The Fedder action and a simplicial complex of local cohomologies

TL;DR

This paper constructs a complex of modules with Frobenius actions in prime characteristic rings, revealing new properties of local cohomology modules and their supports, especially in Cohen-Macaulay cases.

Contribution

It introduces a simplicial complex of local cohomologies with Frobenius actions, including the Fedder action, and demonstrates support properties of certain local cohomology modules.

Findings

The complex's cohomology vanishes below degree c.

The top cohomology is isomorphic to local cohomology with Frobenius action.

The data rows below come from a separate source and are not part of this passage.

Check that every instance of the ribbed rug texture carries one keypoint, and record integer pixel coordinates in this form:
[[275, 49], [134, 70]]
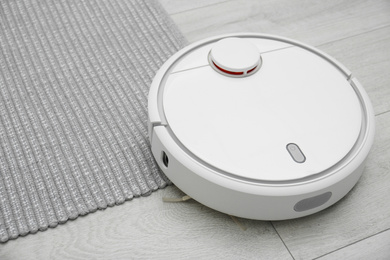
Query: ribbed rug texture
[[74, 82]]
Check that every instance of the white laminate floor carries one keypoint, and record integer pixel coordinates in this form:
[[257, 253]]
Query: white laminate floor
[[357, 33]]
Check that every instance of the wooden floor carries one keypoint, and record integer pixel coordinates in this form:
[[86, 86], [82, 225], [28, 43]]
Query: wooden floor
[[357, 33]]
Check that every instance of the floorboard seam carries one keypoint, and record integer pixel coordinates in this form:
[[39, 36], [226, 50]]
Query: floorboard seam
[[357, 241], [351, 36], [204, 6], [282, 241]]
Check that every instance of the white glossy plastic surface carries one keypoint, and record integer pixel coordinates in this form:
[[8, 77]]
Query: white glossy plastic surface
[[235, 55], [242, 125], [231, 143]]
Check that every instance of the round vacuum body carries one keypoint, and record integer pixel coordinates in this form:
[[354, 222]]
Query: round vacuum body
[[259, 126]]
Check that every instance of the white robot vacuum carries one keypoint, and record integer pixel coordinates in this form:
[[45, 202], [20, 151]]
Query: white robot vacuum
[[259, 126]]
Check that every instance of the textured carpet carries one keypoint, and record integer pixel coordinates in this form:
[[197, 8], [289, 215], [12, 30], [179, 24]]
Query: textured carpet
[[74, 81]]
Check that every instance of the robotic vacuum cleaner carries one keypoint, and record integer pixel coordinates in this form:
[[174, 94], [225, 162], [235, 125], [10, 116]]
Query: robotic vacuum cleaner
[[259, 126]]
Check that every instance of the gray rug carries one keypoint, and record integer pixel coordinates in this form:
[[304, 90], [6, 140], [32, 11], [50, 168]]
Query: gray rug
[[74, 81]]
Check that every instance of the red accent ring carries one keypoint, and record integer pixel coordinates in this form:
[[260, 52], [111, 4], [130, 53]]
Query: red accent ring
[[228, 72]]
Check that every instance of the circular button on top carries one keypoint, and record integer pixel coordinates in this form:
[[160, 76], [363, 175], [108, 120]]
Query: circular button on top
[[235, 57]]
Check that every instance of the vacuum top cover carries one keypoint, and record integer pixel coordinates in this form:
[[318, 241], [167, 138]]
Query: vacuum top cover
[[260, 109]]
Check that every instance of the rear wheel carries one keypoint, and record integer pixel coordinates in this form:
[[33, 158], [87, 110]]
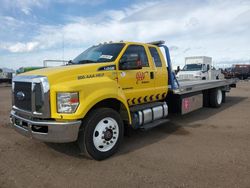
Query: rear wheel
[[216, 97], [102, 133]]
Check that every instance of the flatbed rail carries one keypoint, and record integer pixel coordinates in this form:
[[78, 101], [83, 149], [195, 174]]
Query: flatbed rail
[[201, 85]]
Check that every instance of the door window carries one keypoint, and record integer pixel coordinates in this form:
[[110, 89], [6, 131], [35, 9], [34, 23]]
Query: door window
[[137, 49], [155, 56]]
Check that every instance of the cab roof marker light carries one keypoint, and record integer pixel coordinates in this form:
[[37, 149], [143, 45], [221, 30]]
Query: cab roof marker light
[[157, 42]]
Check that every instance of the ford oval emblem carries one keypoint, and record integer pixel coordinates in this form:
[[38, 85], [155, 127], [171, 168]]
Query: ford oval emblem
[[20, 96]]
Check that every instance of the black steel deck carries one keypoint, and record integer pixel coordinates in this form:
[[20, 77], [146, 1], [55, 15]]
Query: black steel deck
[[200, 85]]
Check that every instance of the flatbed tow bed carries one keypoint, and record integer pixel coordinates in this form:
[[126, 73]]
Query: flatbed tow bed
[[200, 85]]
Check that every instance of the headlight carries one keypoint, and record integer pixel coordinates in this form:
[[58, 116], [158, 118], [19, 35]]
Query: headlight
[[67, 102]]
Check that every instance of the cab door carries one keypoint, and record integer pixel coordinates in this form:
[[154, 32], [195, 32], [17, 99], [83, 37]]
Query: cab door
[[160, 73], [137, 84]]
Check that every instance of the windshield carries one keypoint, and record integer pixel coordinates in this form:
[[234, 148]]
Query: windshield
[[100, 53], [192, 67]]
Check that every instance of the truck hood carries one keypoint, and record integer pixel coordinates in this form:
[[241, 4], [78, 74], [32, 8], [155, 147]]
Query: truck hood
[[72, 72]]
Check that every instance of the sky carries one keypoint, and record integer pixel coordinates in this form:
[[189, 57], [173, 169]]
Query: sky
[[34, 30]]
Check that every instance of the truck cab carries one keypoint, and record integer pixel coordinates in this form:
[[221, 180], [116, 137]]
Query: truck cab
[[91, 98]]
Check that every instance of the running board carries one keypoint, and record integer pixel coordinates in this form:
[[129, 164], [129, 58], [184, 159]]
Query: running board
[[154, 124]]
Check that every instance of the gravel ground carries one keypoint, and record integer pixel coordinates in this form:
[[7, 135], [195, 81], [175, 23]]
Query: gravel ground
[[207, 148]]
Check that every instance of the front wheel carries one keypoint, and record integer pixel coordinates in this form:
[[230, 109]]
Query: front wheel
[[102, 133]]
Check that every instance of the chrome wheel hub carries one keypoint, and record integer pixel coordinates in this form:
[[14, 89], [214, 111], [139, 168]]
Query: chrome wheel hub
[[106, 134]]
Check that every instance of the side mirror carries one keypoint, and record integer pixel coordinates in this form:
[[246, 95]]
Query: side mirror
[[130, 62], [208, 67]]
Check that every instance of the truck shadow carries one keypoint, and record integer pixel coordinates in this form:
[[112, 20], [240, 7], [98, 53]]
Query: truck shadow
[[176, 126], [138, 139]]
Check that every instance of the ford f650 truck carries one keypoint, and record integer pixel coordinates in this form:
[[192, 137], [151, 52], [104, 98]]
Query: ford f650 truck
[[105, 88]]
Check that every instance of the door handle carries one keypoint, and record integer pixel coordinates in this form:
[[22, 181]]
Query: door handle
[[152, 76]]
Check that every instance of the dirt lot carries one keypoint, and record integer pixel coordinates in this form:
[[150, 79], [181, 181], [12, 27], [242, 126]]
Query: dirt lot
[[207, 148]]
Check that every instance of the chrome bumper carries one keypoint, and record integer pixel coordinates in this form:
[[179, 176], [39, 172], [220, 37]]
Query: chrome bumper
[[47, 131]]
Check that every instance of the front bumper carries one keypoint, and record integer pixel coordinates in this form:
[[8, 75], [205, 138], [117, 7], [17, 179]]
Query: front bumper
[[46, 131]]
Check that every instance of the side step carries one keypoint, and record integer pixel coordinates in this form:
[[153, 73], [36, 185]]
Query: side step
[[154, 124]]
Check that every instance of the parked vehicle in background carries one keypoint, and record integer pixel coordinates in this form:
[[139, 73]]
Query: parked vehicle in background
[[199, 68], [242, 71], [5, 76]]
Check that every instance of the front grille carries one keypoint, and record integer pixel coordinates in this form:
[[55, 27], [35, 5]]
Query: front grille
[[31, 96], [23, 88]]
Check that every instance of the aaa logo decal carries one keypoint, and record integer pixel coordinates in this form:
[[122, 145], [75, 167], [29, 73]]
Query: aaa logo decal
[[140, 76]]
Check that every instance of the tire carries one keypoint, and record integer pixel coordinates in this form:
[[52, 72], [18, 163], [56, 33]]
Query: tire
[[216, 98], [102, 133]]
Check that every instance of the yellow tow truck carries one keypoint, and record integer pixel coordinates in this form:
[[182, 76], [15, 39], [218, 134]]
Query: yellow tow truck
[[104, 89]]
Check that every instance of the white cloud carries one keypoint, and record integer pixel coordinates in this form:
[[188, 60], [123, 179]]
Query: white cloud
[[20, 47]]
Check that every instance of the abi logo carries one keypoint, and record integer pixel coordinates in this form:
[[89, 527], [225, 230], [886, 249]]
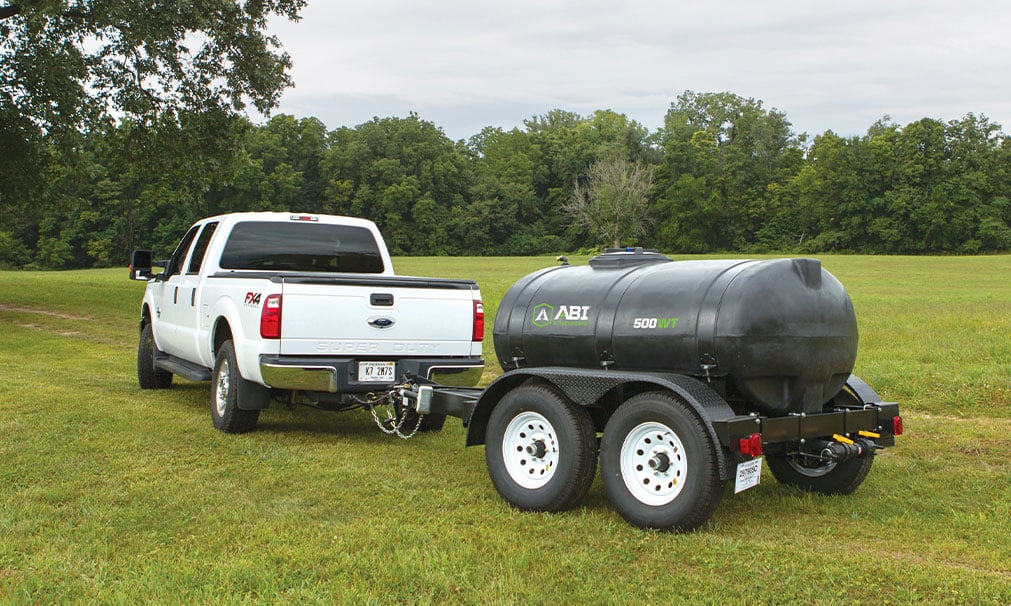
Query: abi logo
[[546, 315]]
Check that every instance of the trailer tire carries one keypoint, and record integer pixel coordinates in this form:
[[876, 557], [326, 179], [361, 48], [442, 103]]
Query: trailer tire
[[827, 479], [541, 449], [658, 463], [226, 386], [148, 375]]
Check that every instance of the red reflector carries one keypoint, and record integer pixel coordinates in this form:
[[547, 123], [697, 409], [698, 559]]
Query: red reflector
[[270, 318], [478, 334], [897, 426], [751, 445]]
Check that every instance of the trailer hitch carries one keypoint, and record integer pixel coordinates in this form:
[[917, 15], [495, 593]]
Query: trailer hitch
[[842, 448]]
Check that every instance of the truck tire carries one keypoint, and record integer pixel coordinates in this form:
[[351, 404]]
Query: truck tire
[[541, 449], [148, 375], [227, 385], [658, 463], [825, 478]]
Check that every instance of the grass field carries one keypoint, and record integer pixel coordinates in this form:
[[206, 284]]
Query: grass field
[[113, 495]]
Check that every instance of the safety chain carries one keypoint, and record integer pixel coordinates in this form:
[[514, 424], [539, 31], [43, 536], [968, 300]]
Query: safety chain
[[390, 425]]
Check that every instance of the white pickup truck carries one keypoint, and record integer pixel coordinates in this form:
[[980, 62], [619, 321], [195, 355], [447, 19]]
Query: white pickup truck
[[303, 309]]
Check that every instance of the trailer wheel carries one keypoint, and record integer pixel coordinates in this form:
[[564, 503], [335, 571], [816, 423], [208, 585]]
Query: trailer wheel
[[659, 465], [826, 478], [541, 449], [225, 388]]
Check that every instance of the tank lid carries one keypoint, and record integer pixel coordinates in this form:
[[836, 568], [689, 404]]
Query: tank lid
[[627, 257]]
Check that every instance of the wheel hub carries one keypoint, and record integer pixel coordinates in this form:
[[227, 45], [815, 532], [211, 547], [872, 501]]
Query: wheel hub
[[537, 449], [530, 449], [653, 463]]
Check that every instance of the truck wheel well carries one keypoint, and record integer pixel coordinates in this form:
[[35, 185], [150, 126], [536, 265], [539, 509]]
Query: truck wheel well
[[222, 333]]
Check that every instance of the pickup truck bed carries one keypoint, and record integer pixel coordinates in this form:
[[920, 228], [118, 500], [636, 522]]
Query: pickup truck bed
[[297, 328]]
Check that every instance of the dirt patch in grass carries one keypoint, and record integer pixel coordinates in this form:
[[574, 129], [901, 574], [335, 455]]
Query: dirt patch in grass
[[62, 315]]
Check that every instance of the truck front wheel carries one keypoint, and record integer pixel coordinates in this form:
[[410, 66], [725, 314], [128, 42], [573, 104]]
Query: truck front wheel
[[226, 387], [148, 375], [658, 463], [541, 449]]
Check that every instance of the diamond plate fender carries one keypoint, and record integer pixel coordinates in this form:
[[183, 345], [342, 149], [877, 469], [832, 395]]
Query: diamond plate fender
[[601, 388]]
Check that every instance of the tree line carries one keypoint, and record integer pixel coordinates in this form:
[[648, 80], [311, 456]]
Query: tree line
[[725, 174]]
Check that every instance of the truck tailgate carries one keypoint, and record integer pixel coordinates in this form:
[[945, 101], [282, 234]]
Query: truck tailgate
[[377, 318]]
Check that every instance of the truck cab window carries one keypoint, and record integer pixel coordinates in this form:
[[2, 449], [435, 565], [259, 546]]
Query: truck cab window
[[200, 248], [176, 261], [301, 247]]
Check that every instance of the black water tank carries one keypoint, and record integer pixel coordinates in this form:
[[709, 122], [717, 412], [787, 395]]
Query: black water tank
[[783, 331]]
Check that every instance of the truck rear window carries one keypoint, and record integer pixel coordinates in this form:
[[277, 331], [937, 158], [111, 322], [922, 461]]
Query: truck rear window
[[301, 247]]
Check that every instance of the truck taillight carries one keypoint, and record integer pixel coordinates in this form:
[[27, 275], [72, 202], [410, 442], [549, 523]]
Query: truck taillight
[[478, 334], [270, 318]]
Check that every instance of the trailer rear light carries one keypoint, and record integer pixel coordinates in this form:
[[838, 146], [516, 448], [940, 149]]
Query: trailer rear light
[[478, 333], [270, 318], [751, 445]]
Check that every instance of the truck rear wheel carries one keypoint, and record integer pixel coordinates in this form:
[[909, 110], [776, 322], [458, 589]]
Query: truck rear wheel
[[148, 375], [541, 449], [227, 385], [659, 465], [826, 478]]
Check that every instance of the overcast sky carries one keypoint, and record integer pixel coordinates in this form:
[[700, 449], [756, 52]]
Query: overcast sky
[[465, 65]]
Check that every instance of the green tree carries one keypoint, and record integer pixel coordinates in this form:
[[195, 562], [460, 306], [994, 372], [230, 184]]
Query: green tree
[[402, 173], [71, 67], [725, 158], [613, 205]]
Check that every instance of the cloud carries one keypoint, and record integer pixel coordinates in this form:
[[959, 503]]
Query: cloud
[[465, 65]]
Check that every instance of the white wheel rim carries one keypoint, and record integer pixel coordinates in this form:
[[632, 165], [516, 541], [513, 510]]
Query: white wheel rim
[[654, 464], [530, 450], [221, 391]]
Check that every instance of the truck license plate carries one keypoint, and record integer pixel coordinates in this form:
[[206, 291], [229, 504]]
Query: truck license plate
[[748, 474], [376, 371]]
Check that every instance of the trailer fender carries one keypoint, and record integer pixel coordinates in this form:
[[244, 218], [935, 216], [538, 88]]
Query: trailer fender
[[587, 387]]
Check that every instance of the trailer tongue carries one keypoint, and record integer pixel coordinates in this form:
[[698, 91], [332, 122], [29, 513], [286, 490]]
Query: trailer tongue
[[695, 372]]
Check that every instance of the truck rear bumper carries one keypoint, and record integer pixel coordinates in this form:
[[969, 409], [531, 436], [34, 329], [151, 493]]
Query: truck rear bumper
[[341, 374]]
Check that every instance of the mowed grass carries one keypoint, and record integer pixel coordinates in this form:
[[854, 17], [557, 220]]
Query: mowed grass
[[115, 495]]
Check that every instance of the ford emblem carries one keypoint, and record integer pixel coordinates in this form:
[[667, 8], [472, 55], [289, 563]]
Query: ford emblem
[[381, 322]]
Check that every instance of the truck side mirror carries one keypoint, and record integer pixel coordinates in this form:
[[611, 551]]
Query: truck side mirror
[[140, 266]]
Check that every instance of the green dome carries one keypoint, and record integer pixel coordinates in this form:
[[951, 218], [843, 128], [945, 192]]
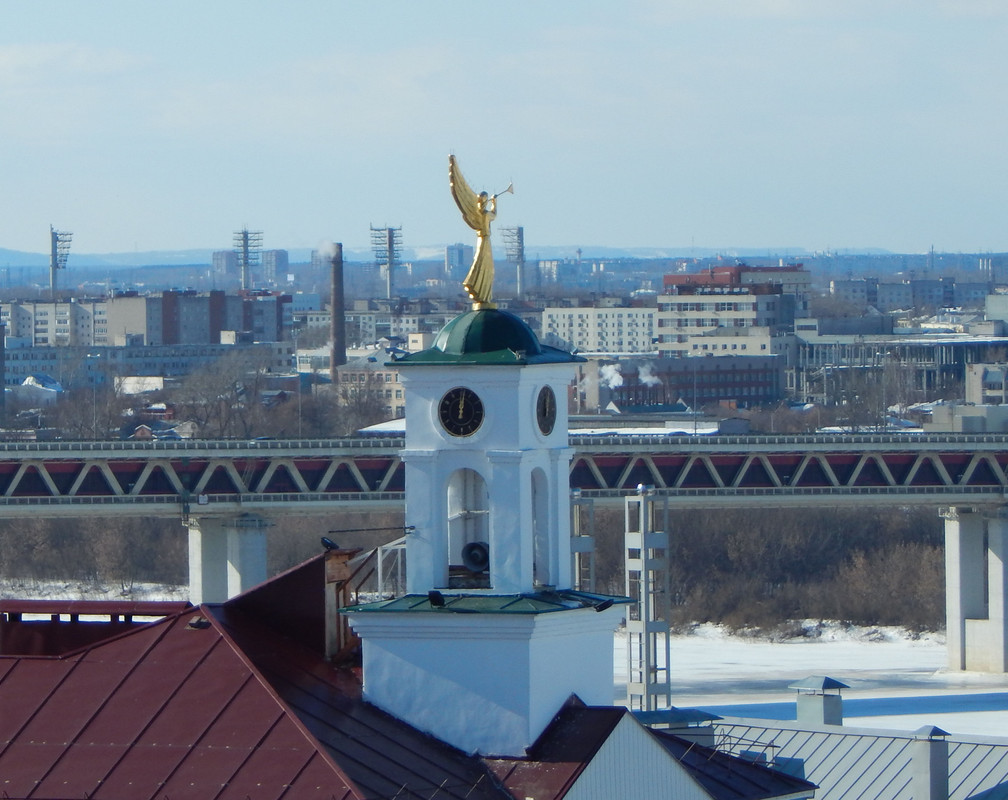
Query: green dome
[[488, 336]]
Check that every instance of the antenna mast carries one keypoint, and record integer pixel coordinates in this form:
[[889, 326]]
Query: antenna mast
[[59, 242]]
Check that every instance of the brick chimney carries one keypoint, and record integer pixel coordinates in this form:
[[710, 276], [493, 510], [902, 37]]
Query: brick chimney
[[819, 702]]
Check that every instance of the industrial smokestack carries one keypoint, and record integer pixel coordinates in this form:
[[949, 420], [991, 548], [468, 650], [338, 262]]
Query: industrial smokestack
[[338, 313]]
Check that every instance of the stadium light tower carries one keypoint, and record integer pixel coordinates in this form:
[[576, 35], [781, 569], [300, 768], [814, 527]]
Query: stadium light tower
[[386, 244], [59, 242], [248, 252]]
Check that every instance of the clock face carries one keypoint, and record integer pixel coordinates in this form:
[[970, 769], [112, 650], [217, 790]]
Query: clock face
[[461, 411], [545, 410]]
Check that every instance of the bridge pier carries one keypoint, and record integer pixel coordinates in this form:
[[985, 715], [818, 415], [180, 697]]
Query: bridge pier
[[976, 588], [226, 556]]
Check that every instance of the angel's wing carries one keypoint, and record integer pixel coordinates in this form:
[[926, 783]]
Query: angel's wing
[[467, 200]]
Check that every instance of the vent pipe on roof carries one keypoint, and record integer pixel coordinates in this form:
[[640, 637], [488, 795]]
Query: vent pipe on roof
[[929, 765], [819, 702], [340, 640]]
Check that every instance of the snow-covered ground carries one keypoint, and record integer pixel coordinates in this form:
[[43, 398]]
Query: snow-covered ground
[[897, 681]]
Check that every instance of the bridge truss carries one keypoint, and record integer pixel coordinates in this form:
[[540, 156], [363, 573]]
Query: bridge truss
[[315, 477]]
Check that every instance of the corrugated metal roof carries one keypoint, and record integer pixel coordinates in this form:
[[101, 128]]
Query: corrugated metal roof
[[531, 603], [237, 700], [862, 764], [171, 708], [729, 778]]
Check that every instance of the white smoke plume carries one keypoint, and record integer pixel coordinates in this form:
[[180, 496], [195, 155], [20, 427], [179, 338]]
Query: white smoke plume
[[609, 375], [326, 249]]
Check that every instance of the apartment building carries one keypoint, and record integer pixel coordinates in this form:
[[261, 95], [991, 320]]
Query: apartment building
[[77, 322], [729, 297], [170, 317], [608, 329], [74, 367]]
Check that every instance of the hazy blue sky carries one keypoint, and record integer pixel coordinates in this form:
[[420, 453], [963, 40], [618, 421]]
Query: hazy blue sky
[[756, 123]]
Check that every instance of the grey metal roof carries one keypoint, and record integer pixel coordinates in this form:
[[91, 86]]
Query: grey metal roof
[[530, 603], [867, 764], [819, 683]]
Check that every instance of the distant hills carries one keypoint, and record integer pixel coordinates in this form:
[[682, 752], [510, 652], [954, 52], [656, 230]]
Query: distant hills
[[168, 258]]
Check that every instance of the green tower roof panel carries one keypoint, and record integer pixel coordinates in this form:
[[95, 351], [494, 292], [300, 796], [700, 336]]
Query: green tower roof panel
[[488, 336]]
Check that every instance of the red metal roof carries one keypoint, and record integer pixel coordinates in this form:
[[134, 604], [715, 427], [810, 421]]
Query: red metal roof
[[237, 701], [170, 709]]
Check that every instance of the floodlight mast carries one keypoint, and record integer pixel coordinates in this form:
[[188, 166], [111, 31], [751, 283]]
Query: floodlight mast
[[59, 250], [248, 252]]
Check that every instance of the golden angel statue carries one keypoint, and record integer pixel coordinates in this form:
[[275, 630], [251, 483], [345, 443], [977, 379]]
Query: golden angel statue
[[478, 211]]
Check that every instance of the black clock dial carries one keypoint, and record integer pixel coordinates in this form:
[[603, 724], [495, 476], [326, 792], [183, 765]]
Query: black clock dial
[[545, 410], [461, 411]]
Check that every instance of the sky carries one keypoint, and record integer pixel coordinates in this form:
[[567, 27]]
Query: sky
[[776, 124]]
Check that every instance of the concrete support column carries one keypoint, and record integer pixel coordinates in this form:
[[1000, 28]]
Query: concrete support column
[[246, 552], [991, 639], [227, 556], [965, 589], [208, 560]]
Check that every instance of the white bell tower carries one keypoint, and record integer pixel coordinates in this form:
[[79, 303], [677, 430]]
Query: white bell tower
[[491, 640], [487, 460]]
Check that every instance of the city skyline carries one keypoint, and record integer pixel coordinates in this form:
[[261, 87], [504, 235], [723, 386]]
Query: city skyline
[[769, 124]]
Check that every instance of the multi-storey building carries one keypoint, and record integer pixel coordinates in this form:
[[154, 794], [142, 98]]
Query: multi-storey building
[[919, 293], [171, 317], [601, 329], [76, 367], [729, 297], [274, 266], [458, 259], [77, 322]]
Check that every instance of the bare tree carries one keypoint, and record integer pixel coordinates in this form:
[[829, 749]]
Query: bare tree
[[224, 399]]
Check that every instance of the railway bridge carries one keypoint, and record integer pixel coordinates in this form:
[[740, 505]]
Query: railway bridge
[[225, 492]]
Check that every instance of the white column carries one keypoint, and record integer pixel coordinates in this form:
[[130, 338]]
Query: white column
[[965, 595], [995, 651], [246, 552], [208, 560]]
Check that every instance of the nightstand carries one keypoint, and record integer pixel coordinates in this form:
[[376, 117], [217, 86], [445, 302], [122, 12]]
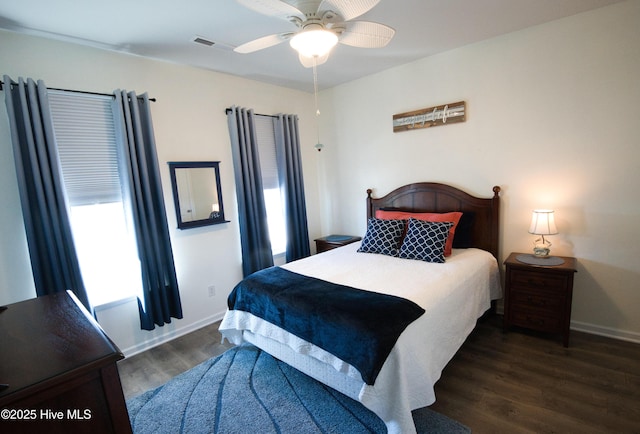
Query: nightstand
[[538, 297], [333, 241]]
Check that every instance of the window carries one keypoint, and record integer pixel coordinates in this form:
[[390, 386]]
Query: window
[[85, 135], [274, 204]]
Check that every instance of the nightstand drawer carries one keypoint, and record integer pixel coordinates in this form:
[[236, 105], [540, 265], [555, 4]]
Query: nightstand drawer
[[533, 320], [537, 301], [537, 280]]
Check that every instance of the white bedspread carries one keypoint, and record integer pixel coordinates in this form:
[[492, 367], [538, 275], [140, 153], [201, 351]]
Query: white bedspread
[[454, 295]]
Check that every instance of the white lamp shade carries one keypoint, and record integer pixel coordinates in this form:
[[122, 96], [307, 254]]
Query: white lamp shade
[[314, 42], [543, 222]]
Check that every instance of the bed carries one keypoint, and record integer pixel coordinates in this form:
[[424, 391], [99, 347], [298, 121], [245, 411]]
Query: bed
[[450, 296]]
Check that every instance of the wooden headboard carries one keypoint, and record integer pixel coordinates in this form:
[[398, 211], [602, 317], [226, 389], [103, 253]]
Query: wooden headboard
[[481, 215]]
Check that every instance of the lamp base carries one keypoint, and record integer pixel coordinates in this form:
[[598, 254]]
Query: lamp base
[[537, 260]]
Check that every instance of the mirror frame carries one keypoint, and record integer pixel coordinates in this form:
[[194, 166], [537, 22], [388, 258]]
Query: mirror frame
[[173, 165]]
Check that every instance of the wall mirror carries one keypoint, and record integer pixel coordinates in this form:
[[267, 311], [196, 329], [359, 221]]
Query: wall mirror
[[196, 193]]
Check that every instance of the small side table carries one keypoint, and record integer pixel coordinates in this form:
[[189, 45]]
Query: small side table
[[334, 241], [538, 297]]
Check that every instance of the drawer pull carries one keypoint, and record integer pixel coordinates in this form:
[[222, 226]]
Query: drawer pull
[[538, 321]]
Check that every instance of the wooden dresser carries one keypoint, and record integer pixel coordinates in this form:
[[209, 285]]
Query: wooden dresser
[[538, 297], [58, 370], [334, 241]]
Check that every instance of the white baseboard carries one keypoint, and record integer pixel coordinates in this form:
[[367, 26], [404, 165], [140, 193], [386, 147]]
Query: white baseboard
[[608, 332], [146, 345]]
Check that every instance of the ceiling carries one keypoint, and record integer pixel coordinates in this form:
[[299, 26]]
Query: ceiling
[[165, 30]]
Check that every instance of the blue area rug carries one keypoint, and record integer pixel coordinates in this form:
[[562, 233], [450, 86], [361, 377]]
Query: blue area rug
[[245, 390]]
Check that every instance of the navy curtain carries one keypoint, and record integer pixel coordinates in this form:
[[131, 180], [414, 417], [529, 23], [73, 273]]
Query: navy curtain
[[252, 214], [161, 300], [292, 184], [53, 257]]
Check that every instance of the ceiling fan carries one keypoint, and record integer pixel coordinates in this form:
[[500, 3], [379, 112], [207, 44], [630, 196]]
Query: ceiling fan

Supports of specific local cohomology modules are Zariski closed.

Abstract

Let $R$ be a regular ring of prime characteristic $p > 0$, and let $\underline{\mathbf{f}}=f_1,\ldots,f_c$ be a permutable regular sequence of codimension $c\geq 1$. We describe a complex of $R\langle F \rangle$-modules, denoted $\Delta\hspace{-2.65mm}\Delta^\bullet_{\underline{\mathbf{f}}}(R)$, whose terms include $\Delta\hspace{-2.65mm}\Delta^0_{\underline{\mathbf{f}}}(R)=R/\underline{\mathbf{f}}$ equipped with its natural Frobenius action, and $\Delta\hspace{-2.65mm}\Delta^c_{\underline{\mathbf{f}}}(R)=H^c_{\underline{\mathbf{f}}}(R)$ equipped with a Frobenius action we refer to as the Fedder action. We show that $H^i(\Delta\hspace{-2.65mm}\Delta^\bullet_{\underline{\mathbf{f}}}(R))=0$ for all $i<c$, and that $H^c(\Delta\hspace{-2.65mm}\Delta^\bullet_{\underline{\mathbf{f}}}(R))$ is a copy of $H^c_{\underline{\mathbf{f}}}(R)$ equipped with the usual Frobenius action. Using the $\Delta\hspace{-2.65mm}\Delta^\bullet_{\underline{\mathbf{f}}}(R)$ complex, we show that if $I\supseteq \underline{\mathbf{f}}$ is an ideal such that $H^i_I(R)=0$ for $\text{ht}(I)<i<\text{ht}(I)+c$ (which is automatic if $R/I$ is Cohen-Macaulay), then the module $H^{\text{ht}(I/\underline{\mathbf{f}})+c}_{I/\underline{\mathbf{f}}}(R/\underline{\mathbf{f}})$ has Zariski closed support.